In those days football wasn't nearly so ubiquitous - my only contact with my heroes Bob Latchford and Andy King were the Shoot! posters on my wall, reports in the Daily Express and the occasional appearance on MotD or The Kick Off Match. Now, suddenly, I was in the car driving with my dad to Liverpool to actually see them in the flesh! Were they actually real, after all? Was Goodison Park something other than a mythic bastion of legendary feats? We hardly spoke all the way there but that didn't matter because my head was spinning with a thousand Everton related thoughts so my own company was perfectly adequate. We parked up somewhere - who knows where? - and suddenly I was joined in the street by thousands of kindred souls, all blue-scarfed and animated, walking purposefully in the same direction. As we got nearer, the smell of pies and fish and chips and cigarettes filled the air and our pace instinctively quickened. And then, almost out of nowhere, there it was - the School of Science looming ahead of me. So it was real after all.
We sat in the Upper Bullens, midway between the halfway line and the Street End and I marvelled at the brilliance of the floodlights, the enormity of the Main Stand and the astonishing vivid greenness of the pitch.

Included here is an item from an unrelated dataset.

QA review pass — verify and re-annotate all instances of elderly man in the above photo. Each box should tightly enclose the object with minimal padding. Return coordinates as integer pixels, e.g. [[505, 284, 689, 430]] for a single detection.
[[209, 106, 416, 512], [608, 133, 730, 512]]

Strangely, I remember very little in the way of details about the actual game although I know we won 4-1 with Big Bob thrillingly bagging a brace of goals as if to confirm his god-like status for me. Other than that he hardly even seemed to notice I was there at all but I really didn't mind. I knew he had a job to do.
Afterwards, suddenly, me and my dad were walking hurriedly towards to the car and talking to each other animatedly about the game. In the car on the way home I asked him about Alan Ball and Alex Young and he told tales of great victories and dreadful humblings, of titans and gods. Suddenly, we were friends. Father and son.
Happy Fathers' Day, dad.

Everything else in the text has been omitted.